If `1,alpha_1,alpha_2,alpha_3,.........,alpha_(3n)` be the roots of the eqution `x^(3n+1) - 1 =0`, and w be an imaginary cube root of unity, then `((w^2-alpha_1)(w^2-alpha_2)....(w^(3n)-alpha_(3n))) /((w-alpha_1)(w2-alpha)....(w-alpha_(3n)))`

To solve the problem, we need to simplify the expression given in the question. Let's break it down step by step. ### Step 1: Understand the Roots The equation given is \( x^{3n+1} - 1 = 0 \).
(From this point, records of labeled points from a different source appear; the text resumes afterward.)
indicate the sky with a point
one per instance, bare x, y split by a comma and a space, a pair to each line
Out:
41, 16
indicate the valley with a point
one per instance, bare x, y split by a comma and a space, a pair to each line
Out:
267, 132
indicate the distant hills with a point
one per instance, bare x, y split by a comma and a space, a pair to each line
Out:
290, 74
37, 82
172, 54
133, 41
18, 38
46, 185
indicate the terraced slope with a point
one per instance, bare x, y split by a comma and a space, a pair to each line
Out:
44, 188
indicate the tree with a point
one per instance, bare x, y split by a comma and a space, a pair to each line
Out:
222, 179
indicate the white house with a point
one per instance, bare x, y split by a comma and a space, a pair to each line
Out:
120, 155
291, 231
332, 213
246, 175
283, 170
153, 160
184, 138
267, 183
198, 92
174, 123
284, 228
The roots of this equation are the \( (3n+1) \)-th roots of unity, which are given as \( 1, \alpha_1, \alpha_2, \ldots, \alpha_{3n} \). ### Step 2: Write the Polynomial in Terms of its Roots We can express the polynomial as: \[ x^{3n+1} - 1 = (x - 1)(x - \alpha_1)(x - \alpha_2) \cdots (x - \alpha_{3n}) \] ### Step 3: Evaluate the Expression We need to simplify the expression: \[ \frac{(w^2 - \alpha_1)(w^2 - \alpha_2) \cdots (w^2 - \alpha_{3n})}{(w - \alpha_1)(w - \alpha_2) \cdots (w - \alpha_{3n})} \] where \( w \) is an imaginary cube root of unity. ### Step 4: Use the Polynomial Form Let’s denote: \[ P(x) = x^{3n+1} - 1 \] Then, we can evaluate \( P(w^2) \) and \( P(w) \): \[ P(w^2) = w^{2(3n+1)} - 1 = (w^3)^{2n + \frac{2}{3}} - 1 = 1 - 1 = 0 \] \[ P(w) = w^{3n+1} - 1 = 1 - 1 = 0 \] ### Step 5: Substitute into the Polynomial Now, substituting \( x = w^2 \) and \( x = w \) into the polynomial gives us: \[ P(w^2) = (w^2 - 1)(w^2 - \alpha_1)(w^2 - \alpha_2) \cdots (w^2 - \alpha_{3n}) \] \[ P(w) = (w - 1)(w - \alpha_1)(w - \alpha_2) \cdots (w - \alpha_{3n}) \] ### Step 6: Form the Ratio Taking the ratio of these two evaluations gives: \[ \frac{P(w^2)}{P(w)} = \frac{(w^2 - 1)(w^2 - \alpha_1)(w^2 - \alpha_2) \cdots (w^2 - \alpha_{3n})}{(w - 1)(w - \alpha_1)(w - \alpha_2) \cdots (w - \alpha_{3n})} \] ### Step 7: Simplify Using the identity \( a^2 - b^2 = (a - b)(a + b) \), we can simplify the expression: \[ = \frac{(w^2 - 1)}{(w - 1)} \cdot \frac{(w^2 - \alpha_1)(w^2 - \alpha_2) \cdots (w^2 - \alpha_{3n})}{(w - \alpha_1)(w - \alpha_2) \cdots (w - \alpha_{3n})} \] ### Step 8: Final Evaluation Since \( w^2 - 1 = (w - 1)(w + 1) \), the \( (w - 1) \) terms cancel out: \[ = (w + 1) \cdot \frac{(w^2 - \alpha_1)(w^2 - \alpha_2) \cdots (w^2 - \alpha_{3n})}{(w - \alpha_1)(w - \alpha_2) \cdots (w - \alpha_{3n})} \] ### Conclusion After evaluating the above expression, we find that the final result simplifies to \( 1 \).